Autant le dire tout de suite, c’est avec des yeux de novice en la matière que j’ai tenté une approche du bonhomme. Bee bop, jazz fusion, swing, jazz rock, tout ça… enchanté, j’ai beaucoup entendu parler de vous, mais vous restez néanmoins de belles inconnues. Avec le temps, nous apprendrons certainement à mieux nous connaître. Attention, des dignes représentants ont quand même déjà réussi à me charmer. Leurs noms ? … “love supreme”, “kind of blue”, “back in the day”, “minneapolis”, et quelques autres, mais sinon, rien à déclarer, je suis innocent M’sieur !

Evidemment, aller applaudir Jacky Terrasson au Music Village n’est pas une mince affaire. Il faut déjà se munir de sa carte de membre annuelle à 9 euros, sans oublier d’allonger les 20 euros supplémentaires pour le concert du jour. Le tout donne accès à cette ambiance très cosy… Pléonasme pour un club de jazz “in” ?

Et il va sans dire que lorsque, au même moment et à 2 minutes à pieds de là, la délicieuse An Pierle et l’inénarrable Jean-Louis Aubert jouent gratuitement, nous sommes à des années lumière du choix cornélien.

D’autant moins de regrets grâce à la séance de rattrapage organisée le samedi après-midi à la Fnac. Le bouche à oreille a, semble-t-il, bien fonctionné. Assez en tout cas pour amener une bonne cinquantaine de spectateurs. Certains plus avertis que d’autres.

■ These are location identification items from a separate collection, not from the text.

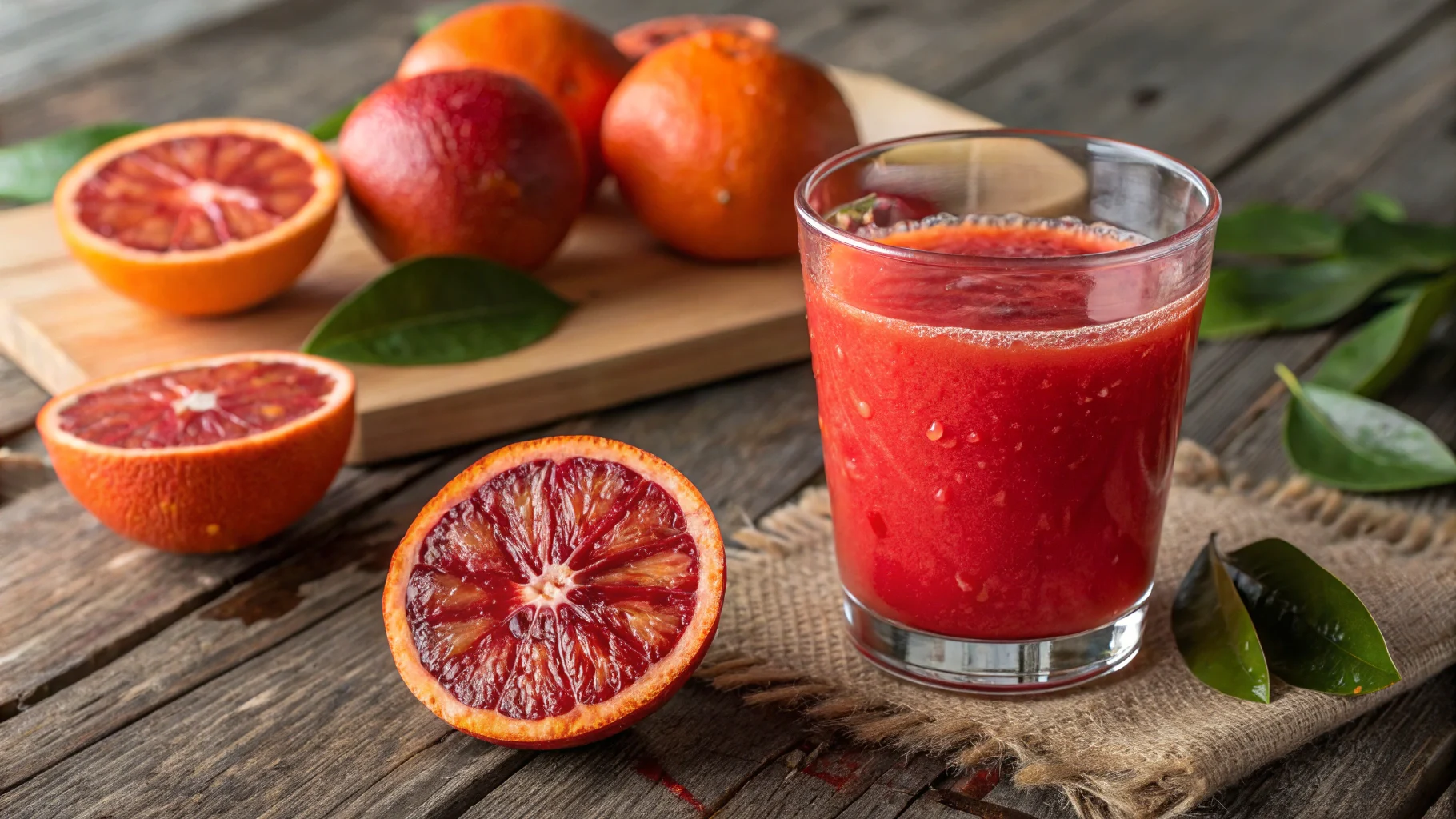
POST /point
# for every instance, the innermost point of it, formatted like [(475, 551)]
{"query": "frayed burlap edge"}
[(1161, 790)]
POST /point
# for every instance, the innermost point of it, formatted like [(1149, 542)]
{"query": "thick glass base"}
[(994, 666)]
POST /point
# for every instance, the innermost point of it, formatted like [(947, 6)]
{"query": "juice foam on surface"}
[(998, 437)]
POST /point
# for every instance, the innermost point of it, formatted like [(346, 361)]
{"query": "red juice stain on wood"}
[(978, 781), (651, 770), (838, 770)]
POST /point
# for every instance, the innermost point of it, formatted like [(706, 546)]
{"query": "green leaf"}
[(1315, 630), (1278, 230), (1214, 632), (30, 170), (1411, 246), (436, 15), (1381, 206), (1251, 300), (1358, 444), (1383, 346), (330, 127), (438, 310)]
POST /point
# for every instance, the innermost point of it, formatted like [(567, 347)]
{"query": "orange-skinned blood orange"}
[(710, 134), (555, 593), (638, 40), (557, 53), (202, 217), (209, 454)]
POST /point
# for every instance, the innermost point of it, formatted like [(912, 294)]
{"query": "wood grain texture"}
[(896, 787), (1445, 806), (1319, 165), (74, 595), (1143, 70), (646, 321), (41, 41), (19, 399), (817, 778), (1410, 745)]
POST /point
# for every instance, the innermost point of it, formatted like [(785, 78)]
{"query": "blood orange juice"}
[(999, 401)]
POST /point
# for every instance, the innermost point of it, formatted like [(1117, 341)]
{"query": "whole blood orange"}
[(558, 53), (555, 593), (462, 163), (638, 40), (209, 454), (202, 217), (708, 137)]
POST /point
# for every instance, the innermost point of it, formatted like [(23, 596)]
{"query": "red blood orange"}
[(638, 40), (202, 217), (209, 454), (555, 593)]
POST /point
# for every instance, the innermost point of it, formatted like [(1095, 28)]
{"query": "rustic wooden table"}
[(142, 684)]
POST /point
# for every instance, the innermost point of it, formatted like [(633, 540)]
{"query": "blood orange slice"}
[(209, 454), (638, 40), (555, 593), (202, 217)]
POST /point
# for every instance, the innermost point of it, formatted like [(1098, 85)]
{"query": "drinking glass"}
[(999, 421)]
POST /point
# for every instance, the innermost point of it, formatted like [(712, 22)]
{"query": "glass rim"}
[(1136, 254)]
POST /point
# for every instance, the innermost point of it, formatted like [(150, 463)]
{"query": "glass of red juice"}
[(1002, 325)]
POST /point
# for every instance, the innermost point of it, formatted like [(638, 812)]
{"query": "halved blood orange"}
[(555, 593), (202, 217), (638, 40), (207, 454)]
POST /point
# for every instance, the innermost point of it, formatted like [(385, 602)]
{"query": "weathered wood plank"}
[(818, 778), (742, 422), (894, 789), (74, 595), (1328, 158), (438, 783), (630, 776), (1408, 745), (930, 44), (19, 399), (41, 41), (1445, 808), (1200, 80)]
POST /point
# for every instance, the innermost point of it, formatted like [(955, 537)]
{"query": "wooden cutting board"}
[(646, 322)]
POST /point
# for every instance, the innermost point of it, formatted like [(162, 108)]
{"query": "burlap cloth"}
[(1150, 741)]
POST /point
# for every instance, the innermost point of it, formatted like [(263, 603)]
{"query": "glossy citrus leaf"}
[(438, 310), (330, 127), (1411, 246), (1358, 444), (1383, 346), (434, 15), (1251, 300), (1278, 230), (30, 170), (1214, 633), (1381, 206), (1317, 633)]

Jacky Terrasson arrivera avec 10 minutes de retard, dû aux embouteillages provoqués par la manifestation pro-paix. Juste le temps de saluer l’assistance et de régler son tabouret. Et c’est parti pour un court showcase en solo.

Un premier morceau approchant les 10 minutes. Seul au piano. Un réel moment de grâce. Pour être franc, je ne comprends pas tout… Ca part dans tous les sens. Des sentiments très divers, et en même temps très proches, sont mis en musique. Note par note. Touche par touche. La douceur, l’étonnement, la rage, le calme, l’orage, la paix, etc… Assez soufflant. Le message est clair et précis. Et tout compte fait, saisi 5 sur 5.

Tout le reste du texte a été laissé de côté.